Langevin Maxime, Vuilleumier Rodolphe, Bianciotto Marc
Molecular Design Sciences - Integrated Drug Discovery, Sanofi R&D, 94400, Vitry-sur-Seine, France.
PASTEUR, Département de chimie, École Normale Supérieure, PSL University, Sorbonne Université, CNRS, 75005, Paris, France.
J Cheminform. 2022 Apr 1;14(1):20. doi: 10.1186/s13321-022-00601-y.

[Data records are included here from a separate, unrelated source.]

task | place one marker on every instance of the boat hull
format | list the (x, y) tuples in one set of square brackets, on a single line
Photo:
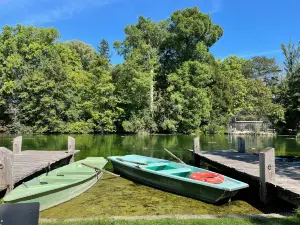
[(59, 185), (52, 198), (196, 191)]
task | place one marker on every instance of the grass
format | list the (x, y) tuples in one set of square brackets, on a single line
[(227, 221), (121, 197)]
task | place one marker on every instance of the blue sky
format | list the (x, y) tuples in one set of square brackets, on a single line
[(251, 27)]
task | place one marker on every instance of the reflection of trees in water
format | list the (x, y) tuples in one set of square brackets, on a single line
[(151, 145)]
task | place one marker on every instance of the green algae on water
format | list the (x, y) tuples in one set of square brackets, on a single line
[(122, 197)]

Despite growing interest and success in automated in-silico molecular design, questions remain regarding the ability of goal-directed generation algorithms to perform unbiased exploration of novel chemical spaces. A specific phenomenon has recently been highlighted: goal-directed generation guided with machine learning models produce molecules with high scores according to the optimization model, but low scores according to control models, even when trained on the same data distribution and the same target. In this work, we show that this worrisome behavior is actually due to issues with the predictive models and not the goal-directed generation algorithms. We show that with appropriate predictive models, this issue can be resolved, and molecules generated have high scores according to both the optimization and the control models.
尽管在自动化计算机辅助分子设计方面的兴趣与成果不断增加,但关于目标导向生成算法对新型化学空间进行无偏差探索的能力仍存在问题。最近凸显了一个特定现象:即使在相同的数据分布和相同目标上进行训练,由机器学习模型引导的目标导向生成会产生根据优化模型得分高但根据控制模型得分低的分子。在这项工作中,我们表明这种令人担忧的行为实际上是由于预测模型的问题而非目标导向生成算法。我们表明,使用适当的预测模型,这个问题可以得到解决,并且生成的分子根据优化模型和控制模型得分都很高。